A denture is a false tooth or teeth on a plate. They are not fixed in place and can be taken in and out. They are generally the easiest way to replace missing teeth. Dentures are great if there are lots of missing teeth or if you have no teeth at all. However, they may not be the best long term option if you are replacing a single tooth.
The nice thing about any denture is that it doesn’t involve any really invasive treatment. A denture will normally be constructed over several appointments and will involve taking impressions and records of your teeth. From a patient point of view, it doesn’t get simpler.
Types of Denture
The plate that supports the teeth can either be made of plastic or metal. The plastic is the less expensive option and is easy to add teeth to in future. It’s a good option if your dentist advises you that you may loose more teeth further down the line. The downside with plastic dentures is that they often stay in place by suction. This means they need to cover more of your mouth and can feel bulky.
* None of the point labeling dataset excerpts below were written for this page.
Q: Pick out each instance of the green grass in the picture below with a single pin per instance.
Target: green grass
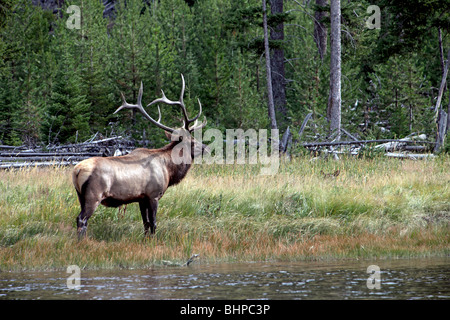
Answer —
(375, 208)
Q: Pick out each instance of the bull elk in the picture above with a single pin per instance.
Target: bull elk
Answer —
(143, 175)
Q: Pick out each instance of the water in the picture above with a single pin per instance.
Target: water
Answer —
(399, 279)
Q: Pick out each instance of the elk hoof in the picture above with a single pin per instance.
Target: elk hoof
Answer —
(81, 233)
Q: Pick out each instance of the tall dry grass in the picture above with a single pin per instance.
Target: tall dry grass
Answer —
(373, 208)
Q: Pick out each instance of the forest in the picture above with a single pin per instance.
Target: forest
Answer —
(61, 75)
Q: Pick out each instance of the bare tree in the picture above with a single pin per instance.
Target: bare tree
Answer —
(271, 106)
(334, 100)
(320, 30)
(277, 63)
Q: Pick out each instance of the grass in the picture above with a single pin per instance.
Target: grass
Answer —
(375, 208)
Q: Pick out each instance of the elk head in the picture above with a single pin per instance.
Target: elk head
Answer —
(184, 134)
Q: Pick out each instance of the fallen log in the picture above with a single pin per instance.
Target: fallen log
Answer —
(410, 156)
(337, 143)
(17, 165)
(42, 158)
(49, 154)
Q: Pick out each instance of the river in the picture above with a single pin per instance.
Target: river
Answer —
(386, 279)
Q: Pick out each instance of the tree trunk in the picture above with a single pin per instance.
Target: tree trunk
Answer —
(334, 100)
(277, 64)
(271, 106)
(320, 30)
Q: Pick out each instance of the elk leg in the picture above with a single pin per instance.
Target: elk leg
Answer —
(152, 214)
(148, 212)
(144, 207)
(87, 209)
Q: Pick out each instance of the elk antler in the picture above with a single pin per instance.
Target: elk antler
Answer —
(138, 106)
(164, 99)
(186, 121)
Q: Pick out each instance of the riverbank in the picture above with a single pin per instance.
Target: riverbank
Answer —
(310, 210)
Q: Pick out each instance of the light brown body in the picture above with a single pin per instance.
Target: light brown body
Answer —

Dentures with a metal plate will generally be less bulky than the plastic because metal is stronger so can be made thinner. They can generally be held in with little clasps which means that it doesn’t need to cover a large area to gain suction to stay in place. The downside of a denture with a metal frame is that it will generally put a bit more pressure on the remaining teeth. It will use the remaining teeth for support whereas a plastic plate will use the palate and gums for support. There needs to be enough teeth to support a metal denture and these teeth have to be up to the job. If the remaining teeth are not up to supporting the metal denture, you are better off with a plastic one.
To answer a question that may have sprung to mind, the teeth on any denture will generally be plastic or porcelain and they should look like natural teeth. When I say metal denture, the majority of the metal work should be hidden away out of sight. You may be able to see the odd clasp but the metal part of a metal denture will generally be in your palate or under your tongue.
Drawbacks to Dentures
The biggest downside is that a denture is not fixed in place. Dentures may be able to move during speech or eating. Something like a fixative from a pharmacy or supermarket may help. I prefer the gels to the strips but find out what works for you. If you are really struggling, then you will have to have a chat with your dentist about whether the denture can be improved or swapped for something else.
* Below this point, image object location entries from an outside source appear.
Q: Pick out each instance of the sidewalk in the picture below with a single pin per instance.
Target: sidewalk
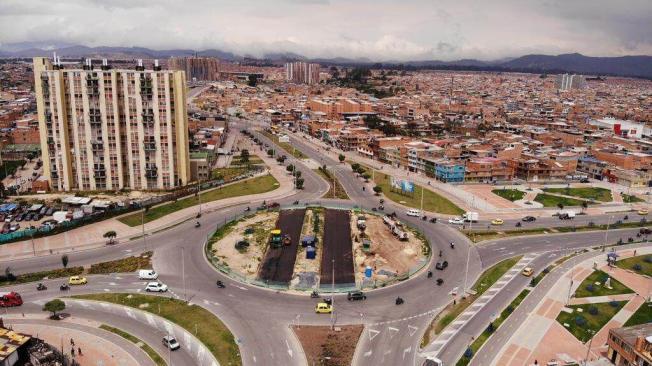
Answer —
(540, 337)
(91, 236)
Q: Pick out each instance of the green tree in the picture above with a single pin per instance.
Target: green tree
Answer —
(110, 235)
(54, 306)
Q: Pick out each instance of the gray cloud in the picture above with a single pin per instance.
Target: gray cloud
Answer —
(375, 29)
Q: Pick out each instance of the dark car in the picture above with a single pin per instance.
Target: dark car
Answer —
(356, 295)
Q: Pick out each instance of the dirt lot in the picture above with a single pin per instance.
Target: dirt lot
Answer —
(320, 342)
(337, 246)
(387, 252)
(278, 265)
(246, 262)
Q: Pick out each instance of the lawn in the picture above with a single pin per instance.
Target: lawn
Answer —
(589, 193)
(124, 265)
(158, 360)
(247, 187)
(488, 278)
(339, 190)
(212, 332)
(581, 323)
(432, 201)
(628, 198)
(642, 316)
(484, 336)
(641, 264)
(9, 167)
(285, 146)
(509, 194)
(588, 288)
(548, 200)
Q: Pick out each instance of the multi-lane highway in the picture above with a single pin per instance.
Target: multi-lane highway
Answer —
(260, 318)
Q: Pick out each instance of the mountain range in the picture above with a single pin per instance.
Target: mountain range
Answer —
(632, 66)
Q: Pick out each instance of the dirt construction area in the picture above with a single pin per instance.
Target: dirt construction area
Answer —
(278, 265)
(326, 347)
(246, 261)
(386, 254)
(337, 246)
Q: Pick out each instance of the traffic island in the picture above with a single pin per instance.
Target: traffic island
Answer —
(328, 347)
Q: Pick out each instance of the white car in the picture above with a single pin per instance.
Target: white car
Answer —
(171, 342)
(456, 221)
(413, 212)
(156, 287)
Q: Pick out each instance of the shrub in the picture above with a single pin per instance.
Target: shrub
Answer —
(593, 310)
(590, 287)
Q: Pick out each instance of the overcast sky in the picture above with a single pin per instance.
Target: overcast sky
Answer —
(375, 29)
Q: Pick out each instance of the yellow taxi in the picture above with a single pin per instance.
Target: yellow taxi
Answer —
(77, 280)
(323, 308)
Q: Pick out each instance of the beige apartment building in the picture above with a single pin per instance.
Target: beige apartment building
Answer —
(104, 129)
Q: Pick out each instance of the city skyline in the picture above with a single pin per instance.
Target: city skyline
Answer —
(379, 31)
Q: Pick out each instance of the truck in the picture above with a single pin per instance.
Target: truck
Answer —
(8, 299)
(471, 216)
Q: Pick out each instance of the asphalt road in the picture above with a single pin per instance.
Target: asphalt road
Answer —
(259, 318)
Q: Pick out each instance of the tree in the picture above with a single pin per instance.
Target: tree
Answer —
(110, 235)
(244, 156)
(53, 306)
(252, 80)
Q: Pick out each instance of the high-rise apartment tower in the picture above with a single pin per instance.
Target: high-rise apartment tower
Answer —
(105, 129)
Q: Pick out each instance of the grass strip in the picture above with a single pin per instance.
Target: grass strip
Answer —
(486, 280)
(432, 201)
(142, 345)
(195, 319)
(493, 326)
(247, 187)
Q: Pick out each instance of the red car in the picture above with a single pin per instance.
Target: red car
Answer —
(8, 299)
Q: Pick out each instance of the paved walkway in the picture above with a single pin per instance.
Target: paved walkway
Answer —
(90, 236)
(540, 337)
(438, 344)
(98, 346)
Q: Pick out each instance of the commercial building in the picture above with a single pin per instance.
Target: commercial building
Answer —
(302, 72)
(630, 345)
(105, 129)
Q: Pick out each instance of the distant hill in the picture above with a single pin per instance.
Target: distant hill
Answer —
(633, 66)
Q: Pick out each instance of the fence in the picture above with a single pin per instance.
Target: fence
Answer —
(226, 270)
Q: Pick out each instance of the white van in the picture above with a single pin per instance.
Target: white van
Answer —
(147, 274)
(413, 212)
The other downside of dentures not being fixed in place is that you need to take it in and out at night time. If you keep the dentures in over night, the gums that are covered by the denture will never have a chance to breathe. It’s like when you remove a sticky plaster over a graze. The skin underneath is all soggy because the skin can’t breathe. If you don’t give your gums a chance to recover, you are likely to get fungal infections. The area might become sore or it may just look bright red. It is really important to take your denture out at night.
If you are new to wearing a denture, you will always struggle initially. It’s something new in your mouth and so will take time to get used to. You may find that your speech is affected slightly and you feel it is moving about slightly. If it is new to you, it will always take a bit of time to get used to it. Don’t worry and be patient. You will get better at controlling it with time. It will normally take at least a few days for you to feel comfortable with a new denture.
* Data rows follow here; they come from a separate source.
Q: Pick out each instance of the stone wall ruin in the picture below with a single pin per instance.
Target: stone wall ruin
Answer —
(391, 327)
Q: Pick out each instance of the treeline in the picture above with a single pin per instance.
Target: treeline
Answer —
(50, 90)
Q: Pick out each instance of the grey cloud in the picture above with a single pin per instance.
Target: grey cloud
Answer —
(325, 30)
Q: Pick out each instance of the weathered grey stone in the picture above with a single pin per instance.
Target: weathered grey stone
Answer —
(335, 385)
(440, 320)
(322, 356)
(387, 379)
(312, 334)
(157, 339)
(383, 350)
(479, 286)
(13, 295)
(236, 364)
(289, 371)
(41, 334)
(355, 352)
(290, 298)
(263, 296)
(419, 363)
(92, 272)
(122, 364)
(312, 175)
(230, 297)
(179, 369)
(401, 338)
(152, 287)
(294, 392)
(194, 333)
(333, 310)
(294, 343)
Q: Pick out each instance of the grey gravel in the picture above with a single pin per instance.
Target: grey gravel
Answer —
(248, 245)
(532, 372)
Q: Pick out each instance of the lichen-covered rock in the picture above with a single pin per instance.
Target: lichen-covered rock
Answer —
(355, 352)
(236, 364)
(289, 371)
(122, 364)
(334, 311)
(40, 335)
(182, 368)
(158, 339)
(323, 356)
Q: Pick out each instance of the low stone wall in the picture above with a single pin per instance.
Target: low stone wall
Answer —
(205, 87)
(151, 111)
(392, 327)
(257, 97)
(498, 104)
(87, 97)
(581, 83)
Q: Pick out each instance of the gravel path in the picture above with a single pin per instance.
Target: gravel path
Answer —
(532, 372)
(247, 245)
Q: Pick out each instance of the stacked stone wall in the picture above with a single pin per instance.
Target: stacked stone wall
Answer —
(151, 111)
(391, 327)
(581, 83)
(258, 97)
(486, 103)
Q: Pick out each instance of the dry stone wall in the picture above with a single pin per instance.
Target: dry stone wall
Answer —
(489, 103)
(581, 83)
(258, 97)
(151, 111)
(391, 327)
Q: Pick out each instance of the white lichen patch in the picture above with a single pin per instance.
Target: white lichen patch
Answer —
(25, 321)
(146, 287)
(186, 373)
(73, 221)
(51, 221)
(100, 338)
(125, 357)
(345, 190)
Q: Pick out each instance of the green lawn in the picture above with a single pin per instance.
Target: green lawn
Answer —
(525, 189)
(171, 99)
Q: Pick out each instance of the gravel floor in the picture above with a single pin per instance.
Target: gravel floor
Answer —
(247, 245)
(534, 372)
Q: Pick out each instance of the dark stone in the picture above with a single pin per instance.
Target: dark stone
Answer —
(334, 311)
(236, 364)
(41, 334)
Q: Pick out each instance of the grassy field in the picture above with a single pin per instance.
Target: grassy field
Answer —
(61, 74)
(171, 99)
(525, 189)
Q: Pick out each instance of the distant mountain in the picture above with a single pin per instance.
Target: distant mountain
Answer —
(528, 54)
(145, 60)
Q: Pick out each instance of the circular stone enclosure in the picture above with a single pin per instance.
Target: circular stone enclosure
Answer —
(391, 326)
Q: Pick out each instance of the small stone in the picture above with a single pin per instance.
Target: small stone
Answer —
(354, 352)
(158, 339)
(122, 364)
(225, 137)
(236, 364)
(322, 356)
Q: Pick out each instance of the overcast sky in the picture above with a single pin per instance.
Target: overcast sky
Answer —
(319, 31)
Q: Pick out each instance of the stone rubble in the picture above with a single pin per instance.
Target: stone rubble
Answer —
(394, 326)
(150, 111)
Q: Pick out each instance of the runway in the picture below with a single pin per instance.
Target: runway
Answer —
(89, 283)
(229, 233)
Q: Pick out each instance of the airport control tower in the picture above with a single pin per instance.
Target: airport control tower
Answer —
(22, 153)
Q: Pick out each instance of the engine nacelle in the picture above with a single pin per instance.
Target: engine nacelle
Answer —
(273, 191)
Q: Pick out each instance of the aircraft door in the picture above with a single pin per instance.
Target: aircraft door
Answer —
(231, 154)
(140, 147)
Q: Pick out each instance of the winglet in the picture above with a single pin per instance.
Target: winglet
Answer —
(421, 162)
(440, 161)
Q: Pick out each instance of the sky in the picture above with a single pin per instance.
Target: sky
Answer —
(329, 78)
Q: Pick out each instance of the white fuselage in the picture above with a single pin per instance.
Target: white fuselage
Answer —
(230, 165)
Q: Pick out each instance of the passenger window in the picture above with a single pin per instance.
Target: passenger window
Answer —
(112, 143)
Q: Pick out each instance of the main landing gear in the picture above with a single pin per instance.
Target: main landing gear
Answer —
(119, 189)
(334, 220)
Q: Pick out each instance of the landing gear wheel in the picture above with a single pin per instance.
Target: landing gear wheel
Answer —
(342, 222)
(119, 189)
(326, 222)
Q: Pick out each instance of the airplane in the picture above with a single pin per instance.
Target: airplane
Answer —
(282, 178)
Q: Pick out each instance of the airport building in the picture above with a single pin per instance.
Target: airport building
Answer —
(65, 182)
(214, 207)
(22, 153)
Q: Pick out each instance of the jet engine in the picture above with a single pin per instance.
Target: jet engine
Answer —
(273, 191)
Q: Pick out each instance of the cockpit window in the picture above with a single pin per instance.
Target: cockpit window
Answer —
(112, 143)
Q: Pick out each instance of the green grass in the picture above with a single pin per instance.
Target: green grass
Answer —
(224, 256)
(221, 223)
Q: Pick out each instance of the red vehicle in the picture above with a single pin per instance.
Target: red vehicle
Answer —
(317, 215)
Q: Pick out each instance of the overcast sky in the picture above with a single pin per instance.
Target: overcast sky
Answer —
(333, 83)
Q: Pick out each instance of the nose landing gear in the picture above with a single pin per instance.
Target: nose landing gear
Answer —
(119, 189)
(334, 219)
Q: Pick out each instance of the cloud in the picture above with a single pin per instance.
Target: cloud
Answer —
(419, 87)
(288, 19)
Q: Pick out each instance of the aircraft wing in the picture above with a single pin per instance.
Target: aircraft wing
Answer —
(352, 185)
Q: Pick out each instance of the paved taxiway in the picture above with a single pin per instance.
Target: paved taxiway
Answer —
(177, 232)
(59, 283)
An ‘immediate’ or ‘temporary’ denture is a denture that is fitted straight after a tooth or teeth are extracted. The idea is that the patient doesn’t have any time with a gap. These types of dentures should always be thought of as temporary. Over the next 3 to 6 months after the extraction of a tooth, the gum under the denture will change shape and shrink as it heals. Once healing has finished, you will find that the immediate denture doesn’t fit as well anymore. At this point you may need a new denture or different option to fill the gap.
I know a lot of that information on dentures seems slightly negative. Dentures are not a fixed option so are not generally as appealing as the alternatives. However, they are relatively simple to make and are usually less costly than other options. They are often the best option if lots of teeth are missing.